When the Mirror Pond Ad-Hoc Committee first presented its hybrid proposal for addressing the failing Newport Avenue dam last November, the plan was well received. For a time, it seemed as if the committee had accomplished the impossible—bridging the chasm of public opinion between those who want to repair the dam and save Mirror Pond and those who want to remove the dam and let the Deschutes River run free.
But like all good things, that apparent accord came to a clear end last Wednesday.
Following a thumbs up from the Bend Park and Recreation District Board, City Council narrowly voted—after about three hours of public comment and debate—to support the committee's "preferred alternative" and authorize it to conduct a feasibility study and economic analysis.
The 4-3 split on Council appears to be representative of a continuing divide in the community at large. And that discontent is finding an outlet in action through two ballot measure petition efforts, led by local activist (and partner of Councilor Barb Campbell) Foster Fell. He is circulating two petitions aimed at putting Mirror Pond's future on the May 2015 ballot—one for the Parks District and one for the City—both of which aim to protect redband trout habitat and prevent future dredging.
Though the committee's proposal includes enhancing habitat, enabling fish passage and reducing dredging frequency among its seven primary aims, some are concerned that the Parks and Rec and City Council are putting the cart before the horse. In this case, the horse is science, specifically as it pertains to the health of the river.
"[The science is] not even included at all. It's a completely unstudied option," says City Councilor Nathan Boddie, who voted in the minority. "I don't think there's been any analysis of impacts. It was premature to give it an up-down vote."
Even those who support the preferred alternative say it's more of a vision than a plan, and stress that the science will necessarily come out in further study.

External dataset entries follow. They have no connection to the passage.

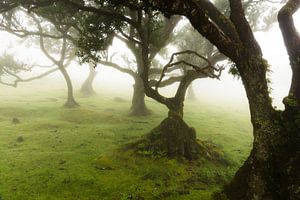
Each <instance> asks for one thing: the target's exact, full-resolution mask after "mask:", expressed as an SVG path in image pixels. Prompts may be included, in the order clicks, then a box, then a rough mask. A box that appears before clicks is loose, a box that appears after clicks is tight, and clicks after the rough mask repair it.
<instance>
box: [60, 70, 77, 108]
mask: <svg viewBox="0 0 300 200" xmlns="http://www.w3.org/2000/svg"><path fill="white" fill-rule="evenodd" d="M59 70H60V71H61V73H62V74H63V76H64V78H65V80H66V83H67V87H68V98H67V102H66V103H65V104H64V107H66V108H75V107H78V106H79V104H78V103H77V102H76V101H75V99H74V94H73V85H72V81H71V78H70V76H69V74H68V72H67V70H66V68H64V67H63V66H60V67H59Z"/></svg>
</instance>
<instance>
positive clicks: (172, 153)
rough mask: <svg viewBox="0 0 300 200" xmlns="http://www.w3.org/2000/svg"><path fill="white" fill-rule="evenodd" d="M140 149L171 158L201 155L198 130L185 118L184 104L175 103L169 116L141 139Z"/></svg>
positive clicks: (168, 114)
mask: <svg viewBox="0 0 300 200" xmlns="http://www.w3.org/2000/svg"><path fill="white" fill-rule="evenodd" d="M141 143H142V144H143V145H139V146H142V148H140V150H143V151H148V152H152V153H153V154H154V155H159V156H167V157H169V158H185V159H188V160H192V159H195V158H197V157H198V156H199V152H200V145H199V144H198V142H197V139H196V131H195V129H194V128H192V127H189V126H188V125H187V123H186V122H185V121H184V120H183V104H174V106H172V108H170V110H169V112H168V117H167V118H166V119H164V120H163V121H162V122H161V123H160V125H158V126H157V127H156V128H154V129H153V130H152V131H151V132H150V133H149V134H148V135H147V136H146V137H145V139H143V140H142V141H141Z"/></svg>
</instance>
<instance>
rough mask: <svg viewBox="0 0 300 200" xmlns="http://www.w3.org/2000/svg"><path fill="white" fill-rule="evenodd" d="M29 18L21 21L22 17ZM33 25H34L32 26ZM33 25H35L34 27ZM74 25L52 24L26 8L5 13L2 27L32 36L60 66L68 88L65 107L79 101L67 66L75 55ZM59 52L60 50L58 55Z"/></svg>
mask: <svg viewBox="0 0 300 200" xmlns="http://www.w3.org/2000/svg"><path fill="white" fill-rule="evenodd" d="M24 17H25V19H26V20H27V22H26V23H24V21H23V22H22V23H21V22H20V19H21V18H23V20H24ZM30 25H33V26H30ZM32 27H34V28H33V29H32ZM71 28H72V26H69V25H65V24H52V23H51V22H50V21H45V20H44V18H40V17H38V16H37V15H36V14H34V13H31V14H27V13H26V12H25V11H24V10H19V11H16V12H14V13H13V14H10V15H4V20H3V22H2V24H1V29H2V30H3V31H7V32H9V33H12V34H14V35H16V36H18V37H21V38H26V37H31V39H35V42H36V43H38V45H39V47H40V49H41V51H42V52H43V53H44V55H45V56H46V57H47V58H48V59H49V60H50V61H51V62H52V63H53V64H54V65H56V66H57V67H58V69H59V71H60V72H61V73H62V75H63V77H64V79H65V81H66V83H67V88H68V96H67V102H66V103H65V104H64V106H65V107H68V108H73V107H77V106H78V103H77V102H76V101H75V99H74V94H73V85H72V81H71V78H70V76H69V74H68V72H67V70H66V67H67V66H68V65H69V64H70V63H71V61H72V60H73V59H74V57H75V49H74V45H73V44H72V42H71V41H70V38H72V37H71V36H70V33H71V32H72V30H70V29H71ZM57 52H60V53H59V55H57Z"/></svg>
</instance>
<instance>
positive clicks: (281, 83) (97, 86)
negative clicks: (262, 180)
mask: <svg viewBox="0 0 300 200" xmlns="http://www.w3.org/2000/svg"><path fill="white" fill-rule="evenodd" d="M294 19H295V24H296V26H300V14H298V15H295V17H294ZM255 35H256V38H257V40H258V42H259V44H260V45H261V47H262V51H263V55H264V58H265V59H266V60H267V61H268V63H269V64H270V66H271V68H270V69H271V72H270V73H269V78H270V80H271V87H272V88H276V89H274V90H272V91H271V96H272V97H273V105H274V106H276V107H278V108H283V104H282V99H283V97H285V96H286V95H287V93H288V89H289V86H290V81H291V78H290V77H291V69H290V66H289V60H288V56H287V53H286V50H285V48H284V43H283V39H282V36H281V32H280V30H279V26H278V23H274V25H273V26H272V28H271V29H270V30H268V31H267V32H256V33H255ZM0 38H1V41H2V45H1V47H0V54H3V53H4V52H7V53H10V54H13V55H15V57H16V58H17V59H18V60H19V61H21V62H23V63H25V64H27V63H29V64H32V65H34V64H38V65H45V66H47V65H51V62H50V61H49V60H48V59H47V58H46V57H45V56H44V54H43V53H42V52H41V51H40V49H39V47H38V46H35V45H30V42H26V41H23V40H21V39H19V38H17V37H15V36H13V35H11V34H9V33H5V32H0ZM111 49H112V51H116V52H117V51H120V53H121V54H129V51H128V49H127V47H126V46H125V44H123V43H122V42H121V41H118V40H117V39H116V40H115V41H114V43H113V45H112V47H111ZM165 62H167V61H165ZM118 64H120V65H121V66H122V65H124V63H118ZM125 67H126V66H125ZM228 68H229V67H227V68H226V69H227V70H226V72H224V73H223V74H222V76H221V79H220V81H218V80H215V79H209V78H206V79H198V80H196V81H194V82H193V87H194V91H195V93H196V96H197V99H198V100H200V101H202V102H205V103H208V104H212V105H218V104H221V103H222V105H224V106H226V107H232V108H234V107H235V108H236V107H237V105H240V108H241V109H248V104H247V98H246V95H245V91H244V88H243V85H242V82H241V80H240V79H238V78H236V77H233V76H232V75H230V74H228V73H227V72H228ZM67 70H68V72H69V74H70V76H71V79H72V81H73V84H74V89H75V91H76V90H79V88H80V86H81V84H82V83H83V82H84V80H85V79H86V77H87V76H88V72H89V70H88V66H87V65H86V64H83V65H79V63H76V62H72V63H71V65H70V66H69V67H68V68H67ZM43 71H45V69H43V68H39V69H34V70H33V71H31V72H26V73H25V74H22V75H23V76H24V77H30V76H33V75H35V74H39V73H42V72H43ZM96 71H97V72H98V75H97V77H96V79H95V81H94V88H95V91H96V92H97V93H98V94H99V95H105V94H107V93H109V94H111V95H112V96H120V97H124V98H130V97H131V96H132V92H133V84H134V81H133V79H132V78H131V77H130V76H129V75H127V74H125V73H121V72H119V71H117V70H115V69H113V68H109V67H106V66H101V65H98V66H97V68H96ZM175 86H176V84H174V85H173V86H171V87H167V88H164V89H163V92H164V93H165V94H171V93H172V91H173V88H175ZM0 88H1V91H2V92H1V93H0V96H2V95H7V94H17V93H20V92H22V93H27V92H29V93H30V92H32V90H33V89H35V90H36V91H37V92H43V91H45V92H46V91H47V90H49V89H51V90H66V86H65V81H64V79H63V77H62V75H61V73H60V72H59V71H57V72H55V73H53V74H51V75H48V76H47V77H44V78H42V79H39V80H35V81H32V82H28V83H20V84H19V85H18V87H17V88H14V89H12V88H11V87H7V86H3V85H0ZM148 100H149V99H148Z"/></svg>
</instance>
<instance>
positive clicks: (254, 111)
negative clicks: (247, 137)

"Like any sort of novel manuscript, we're gonna change a lot of chapters and edit the manuscript," explains Jayson Bowerman, 40, one of the organizers behind the Colorado Dam Whitewater Park project. "I don't think there's any easy way to solve this whole problem. It may be the most complicated public process undertaken in Bend in our generation."
Bowerman, who grew up locally, says he can relate to those who want to free the river and admits he'd love to see more dams come down. But he doesn't think that it's politically, or environmentally, feasible.
"This notion of, 'Let's free the Deschutes!' is misguided. You can't take it back to 1910," Bowerman says, adding that the question should be, "How do we position the river to be the best it can be for the next 100 years?"
Answering that question is ostensibly part of the process. According to the committee's draft plan, any work done in-water would have to be permitted by city, state and federal agencies. A number of regulatory agencies—including the Oregon Division of State Lands, Oregon Department of Fish and Wildlife, the Oregon Water Resources Division and the Oregon Department of Environmental Quality—have indicated to the committee that its vision, as presented in the draft, would likely meet current requirements for improving water quality and habitat.
But those regulations have not been sufficient to stifle skepticism. Casey Corcoran, 32, who runs the Blackjack Bioregional Info Shop and is active with the local Cascadia movement, is among those unconvinced that the public-private partnership approach will prioritize the health of the river.
"It's not about returning to some primitive ideal," Corcoran explains, noting that he is also looking to the next century. "There could be something there that doesn't turn it into a mudflat. We can do a creative restoration, but it needs to be a restoration."
He says that while he understands the argument for seeking private investment, he doesn't believe the redevelopment of downtown should be linked with the dam removal. Rather, Corcoran says he believes the community should be focused solely on restoring the health of the river and the fish that call it home.
"I feel both the legal moral and spiritual obligation to bring back the life of this watershed," he says, explaining that the watershed as a whole has deeper significance than the photo opportunity that is Mirror Pond. "There are residents of our watershed whose spirituality is based on it. It's offensive to me that a small group of investors can claim to have a majority on this. This is treaty territory."
Mel Sweet, a 35-year-old natural resources student at OSU-Cascades, agrees that the focus should be on the health of the river.
"I think that water quality should be the driver in this case," Sweet says, noting that most of the Deschutes River, including the portions that cut through Bend, is on the Clean Water Act's "303(d)" list of impaired or threatened waters. "Not everyone understands that Mirror Pond is a pretty unhealthy spot."
Eyesore, or sight for sore eyes, Mirror Pond's future is still very much in the balance.